Она взяла его за руку и потянула к себе легонько, будто проверяя, поддастся ли Миша её робкому приглашению. И Миша, большой, нескладный, вдруг побелевший, поддался и оказался рядом с ней, и уже в следующее мгновение её страстные жадные губы ловили его дрожащие мокрые губы, и он растерянно и громко стал чмокать всё её лицо, глаза, нос, лоб, и руки уже не знали, что делать дальше, но грузным взмокшим животом он с трепетом уже чувствовал, как её тоненькие пальцы торопливо расстёгивают ремень на его брюках…

А за чёрным вагонным стеклом волнами уплывали куда-то назад, качаясь, жёлтые, белые, синие огни.

6

Виолетта даже не попыталась скрыть от Сергея своей связи с молодым любовником, да и Сергею сразу показалось, что супруга вернулась из поездки в Екатеринбург абсолютно другой. Финал скоротечного брака, который не дожил и до своей годовщины, был определён – развод.

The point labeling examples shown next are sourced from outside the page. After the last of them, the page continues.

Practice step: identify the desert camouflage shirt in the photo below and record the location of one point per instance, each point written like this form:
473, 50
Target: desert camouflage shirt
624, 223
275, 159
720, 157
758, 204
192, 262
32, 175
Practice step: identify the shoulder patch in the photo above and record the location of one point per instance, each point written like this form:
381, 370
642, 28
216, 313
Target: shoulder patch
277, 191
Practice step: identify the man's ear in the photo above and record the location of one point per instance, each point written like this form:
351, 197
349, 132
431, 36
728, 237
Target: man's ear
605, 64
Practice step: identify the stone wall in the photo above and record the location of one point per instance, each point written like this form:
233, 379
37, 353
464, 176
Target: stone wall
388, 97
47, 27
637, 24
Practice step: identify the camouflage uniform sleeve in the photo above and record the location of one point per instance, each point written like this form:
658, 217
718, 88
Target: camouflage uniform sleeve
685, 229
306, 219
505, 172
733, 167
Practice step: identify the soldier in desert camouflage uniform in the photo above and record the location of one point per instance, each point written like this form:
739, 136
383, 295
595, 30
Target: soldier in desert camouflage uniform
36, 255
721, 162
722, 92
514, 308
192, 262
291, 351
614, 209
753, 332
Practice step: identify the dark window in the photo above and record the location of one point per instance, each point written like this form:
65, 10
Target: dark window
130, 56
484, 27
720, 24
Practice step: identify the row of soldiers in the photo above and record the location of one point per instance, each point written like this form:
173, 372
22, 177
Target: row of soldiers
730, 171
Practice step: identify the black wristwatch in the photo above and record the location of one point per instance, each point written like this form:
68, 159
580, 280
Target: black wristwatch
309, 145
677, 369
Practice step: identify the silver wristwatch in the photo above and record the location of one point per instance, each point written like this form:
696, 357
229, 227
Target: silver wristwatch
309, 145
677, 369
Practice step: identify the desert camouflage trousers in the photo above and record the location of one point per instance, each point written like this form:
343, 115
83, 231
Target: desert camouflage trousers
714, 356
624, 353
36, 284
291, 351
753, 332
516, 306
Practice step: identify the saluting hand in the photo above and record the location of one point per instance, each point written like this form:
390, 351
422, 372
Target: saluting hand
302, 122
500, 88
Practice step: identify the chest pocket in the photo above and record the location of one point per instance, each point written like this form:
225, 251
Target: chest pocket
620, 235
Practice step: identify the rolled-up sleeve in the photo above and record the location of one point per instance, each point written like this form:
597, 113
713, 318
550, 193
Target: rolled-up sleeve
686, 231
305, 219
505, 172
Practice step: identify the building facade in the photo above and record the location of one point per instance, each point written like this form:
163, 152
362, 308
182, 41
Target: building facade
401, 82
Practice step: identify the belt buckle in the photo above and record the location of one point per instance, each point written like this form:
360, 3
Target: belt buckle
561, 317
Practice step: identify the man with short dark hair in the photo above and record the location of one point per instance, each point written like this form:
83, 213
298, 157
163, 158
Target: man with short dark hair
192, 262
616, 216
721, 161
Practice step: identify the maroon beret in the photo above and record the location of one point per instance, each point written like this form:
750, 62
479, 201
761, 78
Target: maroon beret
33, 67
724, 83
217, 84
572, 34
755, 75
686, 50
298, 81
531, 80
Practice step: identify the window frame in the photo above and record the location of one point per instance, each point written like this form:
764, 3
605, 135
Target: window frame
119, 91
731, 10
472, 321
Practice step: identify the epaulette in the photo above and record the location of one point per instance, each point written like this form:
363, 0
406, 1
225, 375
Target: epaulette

Рассказчик намеренно опускает душевные терзания героя и героини, чтобы они не стали кульминацией повествования. Были и слёзы, и уговоры, и оправдания… Были и всплески эмоций с обеих сторон, которые вылились в разбитую без вины репродукцию «Уголка счастья» (оригинал Сергей благоразумно не тронул), и ночной побег испуганной Виолетты в домашних тапочках к маме, и в удар по лицу Скотинцева, который он, надо сказать, достойно перенёс, учитывая своё подлое поведение.

Однако читателю нет повода расстраиваться, так как главное событие будет описано впереди. Впрочем, для того, чтобы эти события наступили, прошло долгих четыре месяца.

А началось всё с визита Пятиалтынного в суд.

– Ваша бывшая супруга написала заявление, – привычно объяснила причину вызова секретарша, девушка с большими зелёными глазами и короткой стрижкой. – Вот тут распишитесь за копию…

Пятиалтынный расписался и взял скреплённые скобкой листы. Читать не было смысла – рука дрожала.

Тут в кабинет быстрой походкой вошёл молодой судья, в чёрной мантии, с папкой в руках. Сергей узнал его. Это был Хорьков, который однажды вынес убийственное для всех замухрайских художников решение: галерею их «Союза» за долги отсудил известный на всю область финансовый воротила, бывший работник городского комитета по имуществу. Поговаривали, что Хорьков получил крупную взятку за это. Оскорблённые художники нарисовали на судью карикатуру и поручили Пятиалтынному провести одиночный пикет против несправедливого решения. Снимок, где Сергей стоит с плакатом возле входа в городской Дворец правосудия напечатали сразу несколько местных газет.

– А, Пятиалтынный! – мимоходом бросил Хорьков, копаясь в бумагах на столе секретаря. – А мне тут ваша жена бывшая, Шатёркина, все нервы повымотала. Нельзя что ли мирно было всё решить? – И так же спешно исчез за дверями.

Дома, выпив для успокоения рюмку коньяка, Пятиалтынный стал читать заявление. И чем дальше он читал, тем всё больше хотелось порвать эти мерзкие листки в клочья. Чётким юридическим языком Виолетта требовала признать опубликование в «Замухрайском вернисаже» фотографии с её изображением… разглашением семейной тайны и взыскать денежную компенсацию за причинённые ей душевные страдания – тридцать тысяч рублей!

– Наглость! Неслыханная! – вырвалось у Сергея из гортани.

Выпив ещё рюмку, Сергей позвонил своему давнему другу и профессиональному юристу Анциферову.

– Ты не поверишь, Андрюха! – почти кричал он в трубку. – Моя бывшая… Виолетта, да, Виолетта… надумала судиться со мной. За телопись!!! Ну да, в суд подала! Помнишь, «Замухрайский вернисаж»? Тридцать тысяч отсудить хочет… Стерва!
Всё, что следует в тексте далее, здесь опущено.